The Release of Trump’s Tax Returns Is a Cheap Political Game

The public disclosure of tax returns is only a tradition among American presidents, not an obligation. It is thus wrong that the Democrats released Trump’s returns. After all, there are other things beside his tax practices that disqualify him for future public office.

“I welcome this kind of examination, because people have got to know whether or not their president is a crook. Well, I am not a crook.” Richard Nixon reacted to questions about his tax payments in 1973 with these now-famous words. A local newspaper had just made public the fact that Nixon had paid only $793 in federal taxes in 1970 and only a little more than that in the previous year. In response, the president disclosed his tax returns from 1969 through 1972. “The confidentiality of my private finances is much less important to me than Americans’ confidence in their president’s integrity,”* he explained.

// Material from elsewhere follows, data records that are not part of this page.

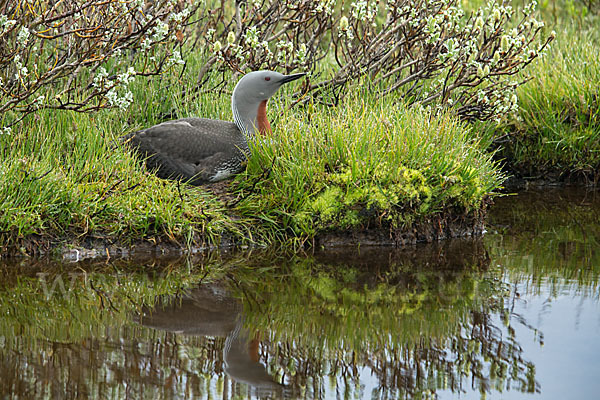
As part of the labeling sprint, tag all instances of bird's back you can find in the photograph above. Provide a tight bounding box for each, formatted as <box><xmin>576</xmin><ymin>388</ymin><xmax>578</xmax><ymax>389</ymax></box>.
<box><xmin>123</xmin><ymin>118</ymin><xmax>249</xmax><ymax>185</ymax></box>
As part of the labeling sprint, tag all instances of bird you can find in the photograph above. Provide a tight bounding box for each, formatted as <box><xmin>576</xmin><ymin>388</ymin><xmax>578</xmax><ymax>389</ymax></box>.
<box><xmin>121</xmin><ymin>70</ymin><xmax>306</xmax><ymax>186</ymax></box>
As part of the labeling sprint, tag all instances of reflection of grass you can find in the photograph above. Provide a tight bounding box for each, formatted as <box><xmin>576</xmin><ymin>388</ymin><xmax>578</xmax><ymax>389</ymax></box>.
<box><xmin>230</xmin><ymin>250</ymin><xmax>536</xmax><ymax>398</ymax></box>
<box><xmin>0</xmin><ymin>250</ymin><xmax>535</xmax><ymax>397</ymax></box>
<box><xmin>0</xmin><ymin>260</ymin><xmax>211</xmax><ymax>342</ymax></box>
<box><xmin>484</xmin><ymin>190</ymin><xmax>600</xmax><ymax>296</ymax></box>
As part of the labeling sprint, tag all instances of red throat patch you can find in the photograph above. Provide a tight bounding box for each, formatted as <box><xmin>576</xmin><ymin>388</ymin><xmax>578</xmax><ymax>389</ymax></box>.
<box><xmin>256</xmin><ymin>100</ymin><xmax>271</xmax><ymax>135</ymax></box>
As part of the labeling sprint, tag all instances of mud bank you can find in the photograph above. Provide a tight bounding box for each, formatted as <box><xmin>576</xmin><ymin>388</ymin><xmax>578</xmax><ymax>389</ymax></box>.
<box><xmin>0</xmin><ymin>204</ymin><xmax>487</xmax><ymax>262</ymax></box>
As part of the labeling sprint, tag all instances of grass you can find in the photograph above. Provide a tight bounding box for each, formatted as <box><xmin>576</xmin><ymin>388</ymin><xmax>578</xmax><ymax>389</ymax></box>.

Nixon thus set a precedent. In the following decades, all presidential candidates disclosed their tax returns or the relevant information about them — with one exception: Donald Trump. The New York real estate mogul broke a norm that had become self-evident and is completely reasonable. It is legitimate to want to know how much a person who wants to lead the country contributes to its income. Moreover, the authority of the presidential office carries with it a significant risk of corruption. There thus can never be too much transparency, not only, but especially when it comes to a candidate for the White House with as many diverse entrepreneurial enterprises as Trump.

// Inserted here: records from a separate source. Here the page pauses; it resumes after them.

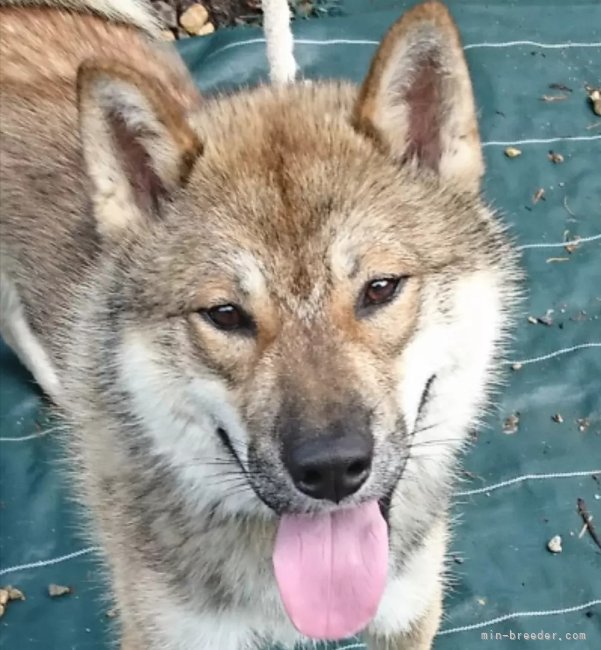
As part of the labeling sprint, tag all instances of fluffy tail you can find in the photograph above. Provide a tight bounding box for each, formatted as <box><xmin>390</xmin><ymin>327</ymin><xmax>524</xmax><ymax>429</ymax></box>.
<box><xmin>263</xmin><ymin>0</ymin><xmax>297</xmax><ymax>85</ymax></box>
<box><xmin>0</xmin><ymin>0</ymin><xmax>159</xmax><ymax>36</ymax></box>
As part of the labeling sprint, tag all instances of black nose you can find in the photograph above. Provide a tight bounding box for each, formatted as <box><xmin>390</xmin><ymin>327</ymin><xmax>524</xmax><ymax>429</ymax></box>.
<box><xmin>284</xmin><ymin>435</ymin><xmax>373</xmax><ymax>503</ymax></box>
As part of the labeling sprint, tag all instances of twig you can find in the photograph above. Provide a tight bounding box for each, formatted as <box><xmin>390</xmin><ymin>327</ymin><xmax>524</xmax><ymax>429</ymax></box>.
<box><xmin>563</xmin><ymin>194</ymin><xmax>576</xmax><ymax>217</ymax></box>
<box><xmin>576</xmin><ymin>499</ymin><xmax>601</xmax><ymax>548</ymax></box>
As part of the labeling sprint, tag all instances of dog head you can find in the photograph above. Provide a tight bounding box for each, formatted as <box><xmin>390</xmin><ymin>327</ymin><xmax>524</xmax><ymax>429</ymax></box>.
<box><xmin>74</xmin><ymin>3</ymin><xmax>516</xmax><ymax>515</ymax></box>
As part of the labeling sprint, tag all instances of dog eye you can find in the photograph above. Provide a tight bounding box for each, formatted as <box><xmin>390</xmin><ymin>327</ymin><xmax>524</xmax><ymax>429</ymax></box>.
<box><xmin>361</xmin><ymin>277</ymin><xmax>403</xmax><ymax>307</ymax></box>
<box><xmin>204</xmin><ymin>305</ymin><xmax>253</xmax><ymax>332</ymax></box>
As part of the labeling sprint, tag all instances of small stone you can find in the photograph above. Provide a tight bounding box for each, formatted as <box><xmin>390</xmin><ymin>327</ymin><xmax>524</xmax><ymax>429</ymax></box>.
<box><xmin>503</xmin><ymin>413</ymin><xmax>520</xmax><ymax>435</ymax></box>
<box><xmin>547</xmin><ymin>535</ymin><xmax>563</xmax><ymax>553</ymax></box>
<box><xmin>196</xmin><ymin>23</ymin><xmax>215</xmax><ymax>36</ymax></box>
<box><xmin>153</xmin><ymin>0</ymin><xmax>177</xmax><ymax>27</ymax></box>
<box><xmin>548</xmin><ymin>151</ymin><xmax>564</xmax><ymax>165</ymax></box>
<box><xmin>48</xmin><ymin>584</ymin><xmax>71</xmax><ymax>598</ymax></box>
<box><xmin>179</xmin><ymin>4</ymin><xmax>210</xmax><ymax>36</ymax></box>
<box><xmin>576</xmin><ymin>418</ymin><xmax>591</xmax><ymax>432</ymax></box>
<box><xmin>505</xmin><ymin>147</ymin><xmax>522</xmax><ymax>158</ymax></box>
<box><xmin>161</xmin><ymin>29</ymin><xmax>175</xmax><ymax>41</ymax></box>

A Problematic Precedent for Political Mudslinging

But the release of tax returns is simply only a norm; there is no legal requirement. Congress could have established precisely such a requirement but has avoiding doing so to date. The Democrats thus used a variety of tricks to get their hands on Trump’s tax returns. Arguing that its members wanted to identify possible loopholes in the law and check the audit of the president, a congressional committee that is responsible for such issues applied to the IRS for the files. The committee has a right to do so when it can fulfill a legislative purpose.

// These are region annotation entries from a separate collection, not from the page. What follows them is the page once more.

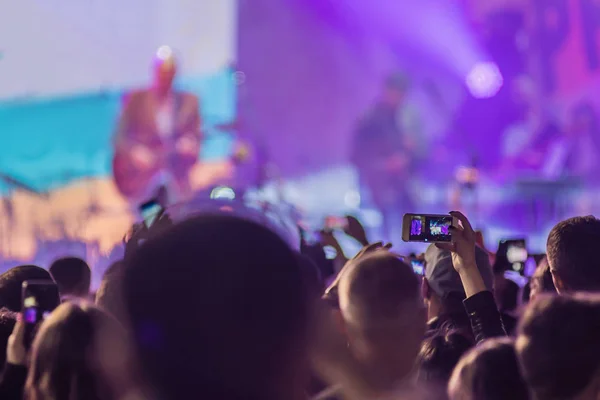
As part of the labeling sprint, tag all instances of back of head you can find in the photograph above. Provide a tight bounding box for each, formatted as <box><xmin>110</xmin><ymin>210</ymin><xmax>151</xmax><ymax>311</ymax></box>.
<box><xmin>516</xmin><ymin>294</ymin><xmax>600</xmax><ymax>400</ymax></box>
<box><xmin>50</xmin><ymin>257</ymin><xmax>92</xmax><ymax>298</ymax></box>
<box><xmin>338</xmin><ymin>250</ymin><xmax>426</xmax><ymax>375</ymax></box>
<box><xmin>448</xmin><ymin>338</ymin><xmax>529</xmax><ymax>400</ymax></box>
<box><xmin>0</xmin><ymin>265</ymin><xmax>54</xmax><ymax>312</ymax></box>
<box><xmin>25</xmin><ymin>303</ymin><xmax>116</xmax><ymax>400</ymax></box>
<box><xmin>546</xmin><ymin>216</ymin><xmax>600</xmax><ymax>293</ymax></box>
<box><xmin>95</xmin><ymin>261</ymin><xmax>125</xmax><ymax>321</ymax></box>
<box><xmin>0</xmin><ymin>308</ymin><xmax>18</xmax><ymax>365</ymax></box>
<box><xmin>419</xmin><ymin>330</ymin><xmax>473</xmax><ymax>390</ymax></box>
<box><xmin>123</xmin><ymin>215</ymin><xmax>308</xmax><ymax>399</ymax></box>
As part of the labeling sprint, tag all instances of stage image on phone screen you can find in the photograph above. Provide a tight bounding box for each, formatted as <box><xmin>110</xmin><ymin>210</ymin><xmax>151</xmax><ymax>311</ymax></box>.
<box><xmin>410</xmin><ymin>260</ymin><xmax>425</xmax><ymax>275</ymax></box>
<box><xmin>409</xmin><ymin>215</ymin><xmax>452</xmax><ymax>242</ymax></box>
<box><xmin>140</xmin><ymin>201</ymin><xmax>162</xmax><ymax>228</ymax></box>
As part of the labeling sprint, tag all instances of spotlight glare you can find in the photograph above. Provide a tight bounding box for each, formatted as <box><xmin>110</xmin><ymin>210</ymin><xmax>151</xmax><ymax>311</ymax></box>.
<box><xmin>465</xmin><ymin>62</ymin><xmax>504</xmax><ymax>99</ymax></box>
<box><xmin>210</xmin><ymin>186</ymin><xmax>235</xmax><ymax>200</ymax></box>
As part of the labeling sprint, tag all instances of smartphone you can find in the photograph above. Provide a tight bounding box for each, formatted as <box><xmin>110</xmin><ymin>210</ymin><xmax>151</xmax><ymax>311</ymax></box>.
<box><xmin>410</xmin><ymin>259</ymin><xmax>425</xmax><ymax>276</ymax></box>
<box><xmin>402</xmin><ymin>214</ymin><xmax>458</xmax><ymax>243</ymax></box>
<box><xmin>325</xmin><ymin>215</ymin><xmax>348</xmax><ymax>231</ymax></box>
<box><xmin>140</xmin><ymin>199</ymin><xmax>164</xmax><ymax>228</ymax></box>
<box><xmin>498</xmin><ymin>239</ymin><xmax>529</xmax><ymax>274</ymax></box>
<box><xmin>21</xmin><ymin>280</ymin><xmax>60</xmax><ymax>349</ymax></box>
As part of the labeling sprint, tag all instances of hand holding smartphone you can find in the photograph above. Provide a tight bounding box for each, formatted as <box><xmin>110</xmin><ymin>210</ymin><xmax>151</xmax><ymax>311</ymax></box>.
<box><xmin>325</xmin><ymin>215</ymin><xmax>348</xmax><ymax>231</ymax></box>
<box><xmin>21</xmin><ymin>280</ymin><xmax>60</xmax><ymax>349</ymax></box>
<box><xmin>139</xmin><ymin>199</ymin><xmax>164</xmax><ymax>229</ymax></box>
<box><xmin>402</xmin><ymin>214</ymin><xmax>458</xmax><ymax>243</ymax></box>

After years of litigation, the conservatively minded Supreme Court recently voted unanimously that the documents could be sent to the committee, and it was right to do so. Congress’ regulatory powers have traditionally been conceived broadly in the American system of “checks and balances.” The files do, in fact, present several irregularities that should be addressed politically. The IRS failed to conduct the required audits of Trump’s tax returns in 2017 and 2018. It only began examining them when the special committee began its investigation. This is questionable and relevant information for the public.

It is unnecessary and a violation of Trump’s rights to the extent that the Democratic majority of the committee decided to release the tax returns. In contrast to its right to view the documents, their release does not serve any legislative goal, only a cheap political game. In addition, it sets another problematic precedent in the mudslinging between the two political camps. If it catches on, the legal right to tax secrecy for controversial figures will soon exist only on paper.

The Judiciary’s Turn

There is no doubt that Trump’s refusal to release the documents for years was striking and created the impression that he had something to hide. That made him politically vulnerable. But the decision was for the voters to make, and in 2016, Trump was elected even though the missing tax returns were a constant topic of discussion at the time. This information was apparently not critically important to the people.

It is unclear why this information should be relevant now, two years after Trump’s electoral defeat. Apparently, the former president paid hardly any taxes in some years thanks to controversial deductions. If this was done illegally, it is a case for the judicial system, which recently ruled that his corporation had committed tax fraud. If the courts come to the same conclusion about Trump himself, that decision would of course be politically relevant. But Trump has already disqualified himself for any future public office anyway — not because of his taxes, but because of his instigation of a violent coup attempt.

*Editor’s Note: This quote, though accurately translated, could not be verified.